Some systems log events at an even more fine-grained level than Fig. 5. Other systems only log some of the events shown in Fig. 5. Moreover, the naming of the event types is typically different. As an example, we consider the workflow management system Staffware and the log shown in Table 1. Staffware records the Schedule, Withdraw, and Complete events. These events are named respectively “Processed To”, “Withdrawn”, and “Released By” (see Table 1). Staffware does not record start, suspend, resume, and abort event. Moreover, it records event types not in Fig. 5, e.g., “Start”, [2] “Expired”, and “Terminated”. When mapping Staffware logs onto the XML format, one can choose to simply filter out these events or to map them on events of type normal.

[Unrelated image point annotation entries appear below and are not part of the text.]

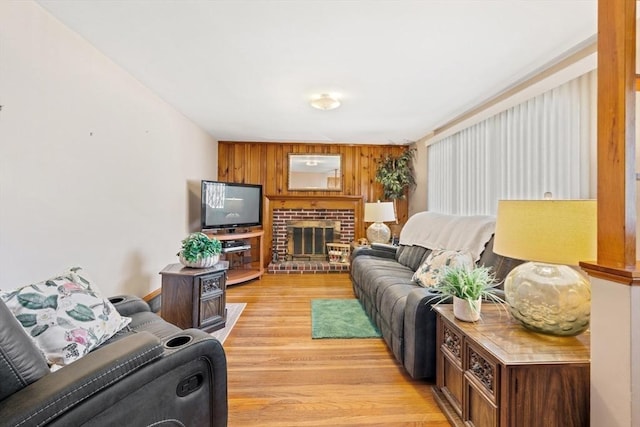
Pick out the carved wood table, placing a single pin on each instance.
(494, 372)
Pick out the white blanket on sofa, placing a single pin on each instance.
(453, 232)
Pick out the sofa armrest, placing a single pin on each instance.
(57, 392)
(420, 333)
(129, 304)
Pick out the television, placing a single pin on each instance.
(229, 205)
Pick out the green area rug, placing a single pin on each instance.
(340, 318)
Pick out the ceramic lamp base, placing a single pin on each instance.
(549, 298)
(378, 232)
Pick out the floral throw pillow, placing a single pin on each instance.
(66, 316)
(428, 274)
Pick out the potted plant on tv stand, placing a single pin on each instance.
(200, 251)
(467, 287)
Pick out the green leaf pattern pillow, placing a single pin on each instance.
(428, 274)
(66, 316)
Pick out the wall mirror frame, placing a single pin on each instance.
(315, 172)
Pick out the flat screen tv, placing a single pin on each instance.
(228, 205)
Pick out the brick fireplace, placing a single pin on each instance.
(283, 211)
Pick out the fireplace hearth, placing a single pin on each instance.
(307, 239)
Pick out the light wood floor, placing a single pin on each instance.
(279, 376)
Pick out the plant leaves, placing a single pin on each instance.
(38, 330)
(51, 302)
(64, 323)
(27, 320)
(31, 300)
(81, 313)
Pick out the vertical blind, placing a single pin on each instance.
(546, 144)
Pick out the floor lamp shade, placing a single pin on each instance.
(377, 214)
(545, 294)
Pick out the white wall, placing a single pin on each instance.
(95, 170)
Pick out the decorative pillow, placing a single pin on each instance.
(66, 316)
(428, 274)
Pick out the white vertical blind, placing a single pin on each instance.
(544, 144)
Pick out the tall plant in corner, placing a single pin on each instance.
(395, 173)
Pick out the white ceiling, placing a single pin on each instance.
(245, 70)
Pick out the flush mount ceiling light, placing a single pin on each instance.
(325, 102)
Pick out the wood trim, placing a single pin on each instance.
(624, 276)
(152, 295)
(616, 134)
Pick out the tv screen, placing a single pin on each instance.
(230, 205)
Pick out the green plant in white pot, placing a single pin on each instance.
(200, 251)
(468, 287)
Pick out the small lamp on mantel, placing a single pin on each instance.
(378, 213)
(546, 294)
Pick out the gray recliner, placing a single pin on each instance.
(150, 373)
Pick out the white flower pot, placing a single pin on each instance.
(202, 263)
(465, 311)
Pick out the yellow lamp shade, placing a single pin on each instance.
(552, 231)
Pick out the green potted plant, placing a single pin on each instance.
(200, 251)
(395, 173)
(467, 287)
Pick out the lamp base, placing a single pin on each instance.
(378, 232)
(549, 298)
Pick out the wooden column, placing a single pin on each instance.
(616, 133)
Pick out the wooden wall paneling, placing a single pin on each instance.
(267, 164)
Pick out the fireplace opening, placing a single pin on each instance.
(307, 239)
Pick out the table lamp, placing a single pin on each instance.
(377, 213)
(546, 294)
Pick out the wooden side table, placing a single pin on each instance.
(194, 297)
(494, 372)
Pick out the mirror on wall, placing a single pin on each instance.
(315, 172)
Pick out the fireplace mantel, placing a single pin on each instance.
(272, 202)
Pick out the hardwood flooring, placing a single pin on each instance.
(279, 376)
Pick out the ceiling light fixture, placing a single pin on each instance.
(325, 102)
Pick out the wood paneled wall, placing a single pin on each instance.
(267, 164)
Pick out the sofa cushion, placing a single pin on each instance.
(428, 274)
(65, 315)
(411, 256)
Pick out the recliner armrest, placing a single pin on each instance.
(55, 393)
(129, 304)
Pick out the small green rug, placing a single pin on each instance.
(340, 318)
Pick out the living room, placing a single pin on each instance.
(99, 171)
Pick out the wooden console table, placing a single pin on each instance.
(497, 373)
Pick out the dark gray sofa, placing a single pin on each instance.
(382, 280)
(150, 373)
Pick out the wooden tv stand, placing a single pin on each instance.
(244, 271)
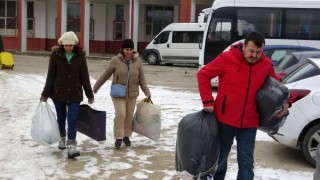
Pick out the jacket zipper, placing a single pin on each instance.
(245, 102)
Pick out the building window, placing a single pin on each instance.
(119, 23)
(157, 18)
(8, 18)
(73, 19)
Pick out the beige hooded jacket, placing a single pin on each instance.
(119, 69)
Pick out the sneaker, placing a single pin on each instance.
(127, 141)
(72, 151)
(62, 143)
(118, 143)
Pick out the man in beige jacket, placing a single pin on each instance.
(124, 107)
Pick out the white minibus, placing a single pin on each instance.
(176, 43)
(282, 22)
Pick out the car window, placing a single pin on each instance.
(163, 37)
(287, 61)
(305, 71)
(278, 54)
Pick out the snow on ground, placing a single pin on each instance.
(23, 158)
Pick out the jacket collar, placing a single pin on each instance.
(135, 56)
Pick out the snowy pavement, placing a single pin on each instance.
(23, 158)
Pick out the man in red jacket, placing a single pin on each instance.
(241, 71)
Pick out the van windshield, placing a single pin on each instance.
(162, 38)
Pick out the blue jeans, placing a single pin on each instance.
(70, 112)
(245, 149)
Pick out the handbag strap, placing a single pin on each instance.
(129, 69)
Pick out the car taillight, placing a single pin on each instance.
(281, 75)
(297, 94)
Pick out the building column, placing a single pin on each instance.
(185, 11)
(134, 24)
(85, 25)
(61, 18)
(22, 25)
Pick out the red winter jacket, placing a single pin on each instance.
(235, 104)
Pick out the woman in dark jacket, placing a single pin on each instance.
(67, 75)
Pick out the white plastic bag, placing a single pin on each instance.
(147, 119)
(44, 127)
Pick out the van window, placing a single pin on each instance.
(266, 21)
(163, 37)
(187, 36)
(221, 30)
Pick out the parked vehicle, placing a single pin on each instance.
(176, 43)
(301, 129)
(277, 52)
(293, 60)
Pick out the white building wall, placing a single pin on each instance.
(127, 20)
(100, 18)
(40, 19)
(51, 19)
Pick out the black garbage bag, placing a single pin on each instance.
(270, 100)
(197, 146)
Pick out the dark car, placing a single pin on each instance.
(277, 52)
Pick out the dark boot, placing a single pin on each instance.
(118, 143)
(127, 141)
(62, 143)
(72, 152)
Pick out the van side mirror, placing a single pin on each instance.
(155, 41)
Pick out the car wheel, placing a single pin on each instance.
(152, 59)
(309, 144)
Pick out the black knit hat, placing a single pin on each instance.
(127, 43)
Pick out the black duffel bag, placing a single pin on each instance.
(197, 146)
(92, 122)
(270, 100)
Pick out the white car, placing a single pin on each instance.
(301, 129)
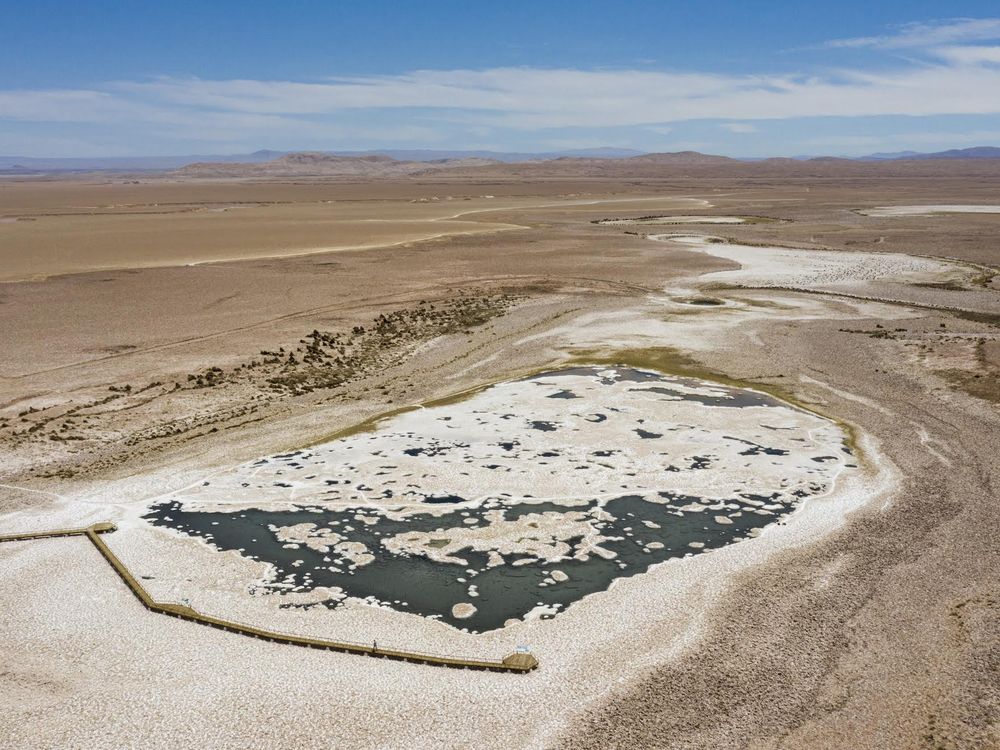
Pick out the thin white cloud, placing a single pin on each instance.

The FSM representing the potential events orders recorded by IBM MQSeries Workflow is quite different from the common FSM shown in Fig. 5. (For more details see [33].) Therefore, we need a mapping of events and event sequences originating from MQSeries into events of the common FSM. MQSeries records corresponding events for all events represented in the common FSM. Due to the fact that MQSeries FSM has more states and transitions than the common FSM, there are sets of events that must be mapped into a single event of the common FSM. The most frequent event sequence in MQSeries is Activity ready––Activity started––Activity implementation completed. This sequence is logged whenever an activity is executed without any exceptions or complications. It is mapped into Schedule––Start––Complete. Furthermore, there are a lot of different special cases. For example, an activity may be cancelled while being in state Scheduled. The order of events in the common FSM is Schedule––Withdraw. The equivalent first event in MQSeries FSM is Activity ready. The second event could be Activity inError, Activity expired, User issued a terminate command, Activity force-finished or Activity terminated. So, a sequence with first part Activity ready and one of the five events mentioned before as second part is mapped into Schedule––Withdraw. Another difference is that an activity may be cancelled while running, i.e., it is in state Active. MQSeries will log this case in form of a sequence starting with Activity ready, proceeding with Activity started, and ending with one of the five events specified above. Such a sequence is mapped into Schedule––Start––Abort. Beside these examples, there are many more cases that have to be handled. The tool QuaXMap (MQSeries Audit Trail XML Mapper [53]) implements the complete mapping.
Let us return to Fig. 4. At this moment, we have developed translations from the log files of workflow management systems Staffware (Staffware PLC [58]), InConcert (TIBCO [60]), and MQSeries Workflow (IBM [32]) to our XML format. In the future, we plan to provide more translations from a wide range of systems (ERP, CRM, case handling, and B2B systems). Experience shows that it is also fairly simple to extract information from enterprise-specific information systems and translate this to the XML format (as long as the information is there). Fig. 4 also shows some of the mining tools available. These tools support the approaches presented in the remainder of this paper and can all read the XML format.
[2] The start event in Staffware denotes the creation of a case and should not be confused with the start event in Fig. 5.